Ihr Kind weiß nicht, was es später mal für einen Beruf ausüben möchte? Und sie wissen nicht genau, wie sie Ihr Kind bei dieser Entscheidung unterstützen können? Keine Panik: In dieser Situation sind sie nicht alleine. Fast allen Eltern geht es genauso wie Ihnen.

Wir haben dazu mit Herrn Sieghörtner, stellvertretender Bereichsleiter im Fachbereich Jugendliche bei der Bundesagentur für Arbeit, Regionaldirektion Bayern gesprochen. Er hat uns erklärt, wie Eltern ihre Kinder bestmöglich bei der Berufswahl unterstützen und wo sie dabei Hilfe erhalten können.

Was sind für Sie die Gründe, warum Jugendliche oft unsicher bei ihrer Berufswahl sind?

Da gibt es ganz verschiedene Gründe. Zum einen ist es oftmals so, dass Jugendliche bei dem Thema Berufswahl schlichtweg überfordert sind. Es gibt derzeit 350 verschiedene Ausbildungsberufe in Deutschland. Es ist also für die Jugendlichen allein aufgrund der Vielzahl an Möglichkeiten schwierig, den Überblick zu behalten. Zudem wissen sie auch oftmals nicht, welche Anforderungen sie für die einzelnen Berufe erfüllen müssen.

Hinzu kommt natürlich auch noch das Alter der Jugendlichen. In der Regel sind sie 14 Jahre alt: Mitten in der Pubertät und mit vielen Unsicherheiten konfrontiert sollen sie eine Entscheidung für einen Beruf treffen. Bisher haben sie sich lediglich mit dem Thema Schule beschäftigt und kaum konkret mit dem Thema Berufswunsch. Und vor allem auch nicht mit den Fragen: Was kann ich wirklich und welcher Beruf passt eigentlich zu mir? Ebenso können Jugendliche noch schwer abschätzen, inwiefern sich die Berufswahl auf ihr Leben auswirkt. Sie sollen jetzt eine Entscheidung treffen, die für die nächsten zehn Jahre ihr Leben bestimmt - das ist natürlich sehr schwierig.

Auf der anderen Seite sehen wir aber auch, dass sich die Top-10 der Ausbildungsberufe, die die Jugendlichen letztendlich ergreifen, sich seit den letzten zehn Jahren kaum verändert hat. Es gibt mal Wechsel in der Rangfolge, aber ansonsten sind es die gleichen zehn Berufe.

„Mein Kind steht kurz vor dem Abschluss und weiß noch überhaupt nicht, was es machen soll.“ Viele Eltern finden sich in dieser Situation wieder, die ihnen häufig Kopfzerbrechen bereitet. Was raten Sie diesen Eltern?

Die Eltern sollten erstmal nicht panisch werden.
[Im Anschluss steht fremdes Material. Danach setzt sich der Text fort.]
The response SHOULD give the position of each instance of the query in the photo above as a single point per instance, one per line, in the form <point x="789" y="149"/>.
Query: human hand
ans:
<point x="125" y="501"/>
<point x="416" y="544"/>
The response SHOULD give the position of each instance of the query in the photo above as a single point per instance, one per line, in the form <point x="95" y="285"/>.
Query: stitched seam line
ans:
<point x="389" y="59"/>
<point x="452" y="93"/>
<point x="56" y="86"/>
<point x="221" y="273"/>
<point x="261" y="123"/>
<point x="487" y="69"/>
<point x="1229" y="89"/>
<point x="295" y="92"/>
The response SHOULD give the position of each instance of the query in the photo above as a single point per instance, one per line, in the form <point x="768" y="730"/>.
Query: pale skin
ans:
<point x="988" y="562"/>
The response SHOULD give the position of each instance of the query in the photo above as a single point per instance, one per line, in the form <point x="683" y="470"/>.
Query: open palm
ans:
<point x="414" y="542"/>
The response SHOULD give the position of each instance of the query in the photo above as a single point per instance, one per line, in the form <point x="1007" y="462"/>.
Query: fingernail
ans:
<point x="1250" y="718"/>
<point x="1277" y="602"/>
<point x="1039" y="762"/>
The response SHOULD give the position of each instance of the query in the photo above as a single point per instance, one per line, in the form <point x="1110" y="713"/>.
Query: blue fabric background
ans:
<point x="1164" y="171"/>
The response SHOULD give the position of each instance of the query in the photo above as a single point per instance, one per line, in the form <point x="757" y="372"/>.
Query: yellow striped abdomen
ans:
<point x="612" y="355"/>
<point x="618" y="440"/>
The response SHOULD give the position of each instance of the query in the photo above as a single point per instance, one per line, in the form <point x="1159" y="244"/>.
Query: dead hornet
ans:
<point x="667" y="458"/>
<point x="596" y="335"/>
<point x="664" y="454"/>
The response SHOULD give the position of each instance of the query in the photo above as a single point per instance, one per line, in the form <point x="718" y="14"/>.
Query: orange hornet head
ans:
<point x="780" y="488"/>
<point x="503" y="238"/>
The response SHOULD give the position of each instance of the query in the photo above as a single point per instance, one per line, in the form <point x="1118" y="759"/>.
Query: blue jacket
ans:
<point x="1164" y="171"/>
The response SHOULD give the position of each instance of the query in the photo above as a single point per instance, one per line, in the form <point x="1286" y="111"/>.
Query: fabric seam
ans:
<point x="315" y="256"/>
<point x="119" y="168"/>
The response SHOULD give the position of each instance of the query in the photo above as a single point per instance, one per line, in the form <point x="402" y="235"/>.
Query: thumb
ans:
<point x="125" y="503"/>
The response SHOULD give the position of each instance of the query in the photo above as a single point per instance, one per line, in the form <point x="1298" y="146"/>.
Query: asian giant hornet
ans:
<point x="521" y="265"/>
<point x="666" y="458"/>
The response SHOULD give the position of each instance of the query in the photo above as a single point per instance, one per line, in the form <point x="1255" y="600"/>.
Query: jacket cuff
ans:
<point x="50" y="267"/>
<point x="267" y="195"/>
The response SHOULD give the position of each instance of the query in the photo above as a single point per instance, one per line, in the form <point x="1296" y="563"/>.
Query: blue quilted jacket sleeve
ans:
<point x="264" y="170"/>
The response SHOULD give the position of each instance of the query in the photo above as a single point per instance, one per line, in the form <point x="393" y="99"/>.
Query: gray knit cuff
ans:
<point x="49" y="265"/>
Sie sollten sich gemeinsam mit ihrem Kind hinsetzen und versuchen, einen „Fahrplan“ zu erstellen: Wo liegen die Stärken, wo die Schwächen und was macht das Kind gerne. In diesem Schritt sollte auch überlegt werden, ob das Kind schon einmal ein Praktikum gemacht hat und überlegen, was ihm dabei gefallen hat und was weniger. In der Regel absolvieren alle Jugendlichen in ihrer schulischen Laufbahn ein Pflichtpraktikum.

Eine weitere Möglichkeit ist, sich Hilfe von außen zu holen: Da kommen die Berufsberater der Agentur für Arbeit ins Spiel. Denn die sind schließlich Experten auf diesem Gebiet. Im Vorfeld können dazu auch die Online-Angebote der Agentur für Arbeit genutzt und beispielsweise ein Berufswahltest durchgeführt werden. Zusammen mit dem Testergebnis und den letzten Zeugnissen können sie dann zu einem Berufsberater gehen. Dieser unterstützt ihr Kind dabei herauszufinden, wo die Reise einmal hingehen soll.

Es gibt eine Vielzahl an Angeboten: Messen, Berufsberater, Tag der offenen Tür bei Firmen oder auch Online-Angebote. Welche Angebote zur Berufsorientierung halten Sie für Jugendliche sinnvoll und welche vielleicht weniger?

Berufsorientierungsangebote an sich sind erstmal wichtig. Denn Jugendliche und ihre Eltern müssen sich irgendwie einen Überblick über die Ausbildungsangebote schaffen. Mittlerweile gibt es sehr viele Orientierungsangebote. Bei der Auswahl ist es wichtig, ein Angebot zu finden, das möglichst neutral ist und die Jugendlichen nicht in eine bestimmte Richtung lenkt. Dazu sollte man sich immer die Frage stellen: Was sind Angebote, die auf mich als Person eingehen und nicht eine bestimmte Berufswahl vorschreiben?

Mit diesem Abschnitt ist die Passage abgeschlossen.